Laptops and smartphones alone will not be enough to close the digital divide in education.
Laptops and smartphones alone will not be enough to close the digital divide in education.
Its roots are socioeconomic disparities, which can only be addressed through structural changes, explains M Kunhaman.

Under the relentless weight of the Covid-19 pandemic, the shift to online education has brought to light several issues that might normally go unnoticed. The most fundamental is the disparity between the digital haves and have-nots, which is a reflection of economic disparity. In this environment, giving youngsters cellphones and computers is like treating the symptom rather than the disease. Taking all-encompassing policy decisions would be the long-term solution. Those who need change can’t make it happen, and those who can do so don’t want it. We can learn more about the real dynamics of the digital gap by looking behind the curtain of the digital divide.
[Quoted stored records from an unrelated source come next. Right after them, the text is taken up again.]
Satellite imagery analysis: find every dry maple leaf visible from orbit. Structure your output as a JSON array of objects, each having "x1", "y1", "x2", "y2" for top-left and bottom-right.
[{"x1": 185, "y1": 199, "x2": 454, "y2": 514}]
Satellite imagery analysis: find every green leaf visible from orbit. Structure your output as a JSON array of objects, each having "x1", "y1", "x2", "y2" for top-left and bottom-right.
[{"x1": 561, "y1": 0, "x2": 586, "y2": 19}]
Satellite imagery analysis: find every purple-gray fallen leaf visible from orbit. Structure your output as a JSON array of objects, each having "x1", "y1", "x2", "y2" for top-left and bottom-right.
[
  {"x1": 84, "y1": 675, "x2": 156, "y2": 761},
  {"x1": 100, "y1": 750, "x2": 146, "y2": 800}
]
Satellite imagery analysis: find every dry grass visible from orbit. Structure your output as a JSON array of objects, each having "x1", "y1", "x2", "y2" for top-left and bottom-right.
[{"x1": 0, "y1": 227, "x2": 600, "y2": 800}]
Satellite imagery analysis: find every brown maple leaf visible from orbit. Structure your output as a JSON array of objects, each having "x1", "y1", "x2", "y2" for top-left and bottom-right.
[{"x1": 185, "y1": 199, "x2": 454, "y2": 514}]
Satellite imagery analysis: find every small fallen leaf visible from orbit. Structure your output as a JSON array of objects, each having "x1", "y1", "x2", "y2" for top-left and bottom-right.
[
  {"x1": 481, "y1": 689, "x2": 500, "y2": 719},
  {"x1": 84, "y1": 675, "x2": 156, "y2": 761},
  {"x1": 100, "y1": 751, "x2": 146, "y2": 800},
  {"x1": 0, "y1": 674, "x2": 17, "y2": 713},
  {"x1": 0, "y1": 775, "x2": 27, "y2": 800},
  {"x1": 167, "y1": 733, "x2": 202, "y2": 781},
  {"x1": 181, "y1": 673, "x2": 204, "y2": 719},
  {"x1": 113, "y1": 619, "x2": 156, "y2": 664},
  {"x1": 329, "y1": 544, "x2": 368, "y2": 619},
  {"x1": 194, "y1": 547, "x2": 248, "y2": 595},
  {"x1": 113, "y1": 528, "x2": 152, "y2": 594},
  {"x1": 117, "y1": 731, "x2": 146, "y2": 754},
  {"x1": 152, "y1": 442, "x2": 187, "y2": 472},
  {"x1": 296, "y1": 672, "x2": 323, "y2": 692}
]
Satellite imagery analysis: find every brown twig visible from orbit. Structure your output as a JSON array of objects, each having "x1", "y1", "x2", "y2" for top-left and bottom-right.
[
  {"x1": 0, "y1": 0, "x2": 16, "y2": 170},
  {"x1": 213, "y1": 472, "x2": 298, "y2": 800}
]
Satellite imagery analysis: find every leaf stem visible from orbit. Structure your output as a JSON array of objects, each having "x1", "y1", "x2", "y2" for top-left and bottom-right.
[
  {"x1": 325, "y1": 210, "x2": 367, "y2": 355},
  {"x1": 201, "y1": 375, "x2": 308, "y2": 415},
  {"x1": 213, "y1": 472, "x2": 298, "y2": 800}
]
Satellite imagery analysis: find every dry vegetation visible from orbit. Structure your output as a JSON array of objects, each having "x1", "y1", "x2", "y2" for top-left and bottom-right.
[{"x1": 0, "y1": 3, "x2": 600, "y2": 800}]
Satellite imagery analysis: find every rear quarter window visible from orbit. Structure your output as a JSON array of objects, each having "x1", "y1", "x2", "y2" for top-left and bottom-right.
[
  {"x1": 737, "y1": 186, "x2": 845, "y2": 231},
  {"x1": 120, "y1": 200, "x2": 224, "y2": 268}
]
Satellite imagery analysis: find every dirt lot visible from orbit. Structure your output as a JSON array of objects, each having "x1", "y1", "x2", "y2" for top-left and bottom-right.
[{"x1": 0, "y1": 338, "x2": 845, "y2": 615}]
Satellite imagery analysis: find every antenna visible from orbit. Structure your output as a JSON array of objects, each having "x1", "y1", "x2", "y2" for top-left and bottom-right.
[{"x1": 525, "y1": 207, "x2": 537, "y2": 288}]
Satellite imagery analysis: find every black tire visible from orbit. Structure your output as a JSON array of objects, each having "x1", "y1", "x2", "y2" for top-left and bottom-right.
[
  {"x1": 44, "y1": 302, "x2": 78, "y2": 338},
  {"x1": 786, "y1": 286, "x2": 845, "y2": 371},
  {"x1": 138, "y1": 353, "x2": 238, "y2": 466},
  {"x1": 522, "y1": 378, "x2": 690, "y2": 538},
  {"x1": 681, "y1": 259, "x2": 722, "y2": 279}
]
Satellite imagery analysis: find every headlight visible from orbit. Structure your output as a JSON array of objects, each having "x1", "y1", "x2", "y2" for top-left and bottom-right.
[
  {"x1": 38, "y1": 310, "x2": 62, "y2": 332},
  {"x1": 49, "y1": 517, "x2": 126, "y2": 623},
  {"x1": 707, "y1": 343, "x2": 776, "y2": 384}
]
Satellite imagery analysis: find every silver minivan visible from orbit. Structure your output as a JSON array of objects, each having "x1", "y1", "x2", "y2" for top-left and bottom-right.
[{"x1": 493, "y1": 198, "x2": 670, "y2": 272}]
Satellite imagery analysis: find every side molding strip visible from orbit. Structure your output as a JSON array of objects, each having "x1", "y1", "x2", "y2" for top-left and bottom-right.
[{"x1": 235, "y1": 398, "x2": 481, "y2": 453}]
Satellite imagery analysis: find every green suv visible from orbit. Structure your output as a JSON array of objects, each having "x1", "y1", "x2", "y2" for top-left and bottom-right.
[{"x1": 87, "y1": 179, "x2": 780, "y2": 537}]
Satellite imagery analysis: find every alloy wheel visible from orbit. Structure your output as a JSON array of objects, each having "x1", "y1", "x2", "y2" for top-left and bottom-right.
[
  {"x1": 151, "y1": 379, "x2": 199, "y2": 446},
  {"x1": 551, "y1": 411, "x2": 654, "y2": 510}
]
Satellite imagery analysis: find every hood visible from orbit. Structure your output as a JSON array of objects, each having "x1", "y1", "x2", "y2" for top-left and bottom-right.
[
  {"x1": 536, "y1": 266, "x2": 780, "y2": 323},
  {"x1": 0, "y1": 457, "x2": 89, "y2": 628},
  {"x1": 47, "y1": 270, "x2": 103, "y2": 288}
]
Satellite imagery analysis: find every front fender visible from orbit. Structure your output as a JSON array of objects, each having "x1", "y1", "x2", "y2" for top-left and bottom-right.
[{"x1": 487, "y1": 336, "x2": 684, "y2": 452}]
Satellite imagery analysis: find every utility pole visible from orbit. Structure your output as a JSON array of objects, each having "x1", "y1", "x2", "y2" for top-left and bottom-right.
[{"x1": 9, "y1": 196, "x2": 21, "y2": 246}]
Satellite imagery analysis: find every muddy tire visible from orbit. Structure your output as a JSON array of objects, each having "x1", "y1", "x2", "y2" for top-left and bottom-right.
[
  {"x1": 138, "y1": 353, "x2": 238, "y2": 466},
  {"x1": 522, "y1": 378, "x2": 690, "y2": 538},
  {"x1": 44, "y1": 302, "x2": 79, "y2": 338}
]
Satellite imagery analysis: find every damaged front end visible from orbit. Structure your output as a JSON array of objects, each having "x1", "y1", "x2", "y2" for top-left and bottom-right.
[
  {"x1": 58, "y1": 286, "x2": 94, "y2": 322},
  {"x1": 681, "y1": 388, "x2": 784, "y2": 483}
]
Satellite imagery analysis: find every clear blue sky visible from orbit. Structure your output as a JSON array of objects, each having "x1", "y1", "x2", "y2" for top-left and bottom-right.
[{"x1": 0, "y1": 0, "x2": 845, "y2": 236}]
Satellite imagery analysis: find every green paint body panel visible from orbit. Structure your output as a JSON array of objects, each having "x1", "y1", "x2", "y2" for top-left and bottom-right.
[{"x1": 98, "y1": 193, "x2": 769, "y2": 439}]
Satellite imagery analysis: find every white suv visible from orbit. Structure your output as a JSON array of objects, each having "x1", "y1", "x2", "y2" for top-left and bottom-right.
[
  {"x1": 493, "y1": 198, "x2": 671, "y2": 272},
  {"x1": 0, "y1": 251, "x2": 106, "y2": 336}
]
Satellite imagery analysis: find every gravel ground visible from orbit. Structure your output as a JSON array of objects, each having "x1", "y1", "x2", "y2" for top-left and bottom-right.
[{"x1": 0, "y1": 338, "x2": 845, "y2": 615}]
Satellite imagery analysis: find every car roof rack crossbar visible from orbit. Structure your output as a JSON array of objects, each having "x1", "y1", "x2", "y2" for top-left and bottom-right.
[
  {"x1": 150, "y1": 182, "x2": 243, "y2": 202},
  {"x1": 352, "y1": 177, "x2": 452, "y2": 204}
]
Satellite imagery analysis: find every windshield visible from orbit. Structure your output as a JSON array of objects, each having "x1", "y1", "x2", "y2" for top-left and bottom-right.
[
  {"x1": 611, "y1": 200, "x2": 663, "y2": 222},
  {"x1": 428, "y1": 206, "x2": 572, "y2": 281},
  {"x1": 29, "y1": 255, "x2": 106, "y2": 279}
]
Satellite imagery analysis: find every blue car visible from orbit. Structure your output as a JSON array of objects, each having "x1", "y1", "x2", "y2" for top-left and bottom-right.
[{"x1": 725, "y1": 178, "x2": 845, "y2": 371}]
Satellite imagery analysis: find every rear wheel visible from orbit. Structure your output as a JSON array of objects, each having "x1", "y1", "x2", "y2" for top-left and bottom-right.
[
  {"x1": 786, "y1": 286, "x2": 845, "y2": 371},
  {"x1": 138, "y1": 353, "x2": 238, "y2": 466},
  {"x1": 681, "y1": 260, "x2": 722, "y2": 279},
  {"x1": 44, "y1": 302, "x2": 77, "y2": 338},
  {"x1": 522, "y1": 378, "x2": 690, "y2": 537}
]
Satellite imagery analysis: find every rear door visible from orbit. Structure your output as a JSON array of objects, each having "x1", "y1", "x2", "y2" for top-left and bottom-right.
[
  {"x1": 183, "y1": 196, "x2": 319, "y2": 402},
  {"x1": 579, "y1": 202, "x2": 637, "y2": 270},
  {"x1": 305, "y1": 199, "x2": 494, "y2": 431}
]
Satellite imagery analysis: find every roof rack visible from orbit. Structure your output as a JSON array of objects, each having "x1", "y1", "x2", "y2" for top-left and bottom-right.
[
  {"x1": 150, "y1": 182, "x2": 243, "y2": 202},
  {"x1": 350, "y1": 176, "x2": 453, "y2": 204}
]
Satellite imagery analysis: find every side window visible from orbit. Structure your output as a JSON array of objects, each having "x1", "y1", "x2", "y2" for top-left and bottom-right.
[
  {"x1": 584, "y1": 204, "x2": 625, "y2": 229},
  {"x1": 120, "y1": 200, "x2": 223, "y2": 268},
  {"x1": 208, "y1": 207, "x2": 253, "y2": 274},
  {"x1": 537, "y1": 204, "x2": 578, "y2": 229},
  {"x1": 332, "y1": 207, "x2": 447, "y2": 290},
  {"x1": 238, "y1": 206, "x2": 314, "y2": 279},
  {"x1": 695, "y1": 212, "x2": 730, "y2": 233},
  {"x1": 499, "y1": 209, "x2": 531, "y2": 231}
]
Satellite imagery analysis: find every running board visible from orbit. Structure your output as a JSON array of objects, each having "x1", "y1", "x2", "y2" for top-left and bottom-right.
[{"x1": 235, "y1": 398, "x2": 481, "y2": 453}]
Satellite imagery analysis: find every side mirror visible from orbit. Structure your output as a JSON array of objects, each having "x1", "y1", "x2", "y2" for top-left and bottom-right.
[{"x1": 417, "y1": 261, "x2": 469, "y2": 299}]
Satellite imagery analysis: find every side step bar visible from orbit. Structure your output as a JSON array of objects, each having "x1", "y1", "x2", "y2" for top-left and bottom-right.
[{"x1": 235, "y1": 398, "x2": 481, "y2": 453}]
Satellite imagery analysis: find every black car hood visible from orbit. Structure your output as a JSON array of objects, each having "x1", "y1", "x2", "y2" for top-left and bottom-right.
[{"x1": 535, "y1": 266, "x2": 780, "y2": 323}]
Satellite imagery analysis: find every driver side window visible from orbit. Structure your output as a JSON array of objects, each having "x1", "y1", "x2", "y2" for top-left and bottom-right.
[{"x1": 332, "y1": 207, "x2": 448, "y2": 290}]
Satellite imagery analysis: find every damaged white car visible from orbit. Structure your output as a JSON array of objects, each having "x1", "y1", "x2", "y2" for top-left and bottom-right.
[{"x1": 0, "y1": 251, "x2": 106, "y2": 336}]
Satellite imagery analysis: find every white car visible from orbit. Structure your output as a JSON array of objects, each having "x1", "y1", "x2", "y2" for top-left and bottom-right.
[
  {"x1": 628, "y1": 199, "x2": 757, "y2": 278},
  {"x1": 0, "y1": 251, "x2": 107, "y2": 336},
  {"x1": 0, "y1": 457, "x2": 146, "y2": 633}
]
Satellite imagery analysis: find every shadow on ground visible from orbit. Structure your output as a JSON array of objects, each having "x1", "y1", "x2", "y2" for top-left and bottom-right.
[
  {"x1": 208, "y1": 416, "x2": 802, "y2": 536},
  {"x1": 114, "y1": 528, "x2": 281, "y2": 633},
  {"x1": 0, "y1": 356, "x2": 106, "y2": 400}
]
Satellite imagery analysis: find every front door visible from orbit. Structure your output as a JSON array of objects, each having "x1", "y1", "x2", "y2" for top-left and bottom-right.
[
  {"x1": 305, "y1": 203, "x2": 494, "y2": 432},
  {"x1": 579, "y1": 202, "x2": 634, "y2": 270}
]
The neoliberal age has seen paradigm transformations in education all across the world. Four structural trends have contributed to the shift toward a materialist philosophy in education: One, entrepreneurship-led economic growth fueled by innovation and technology; two, increasing the knowledge intensity of production; three, a borderless world that facilitates knowledge flows; and four, knowledge explosion and implosion. Learning (lifelong) takes precedence over study in the networked world of flexi-specialisation and dynamic skill matrix (terminal). Knowledge obsolescence entails the “creative destruction” of ideas, knowledge, values, and attitudes, in addition to things and equipment. Knowledge becomes a commodity as the change from resource/labor intensity to knowledge intensity happens, leading to commercialisation of education based on creativity and innovation.

While the Industrial Revolution was the first systematic attempt at coordinated/syncretic application in the production of knowledge, knowledge production, collation, transaction, and application are now self-contained economic activities that employ burgeoning armies of scientists, scholars, and support staff and rely on a vast array of labs, libraries, and computer networks. The knowledge economy is growing at a rapid pace.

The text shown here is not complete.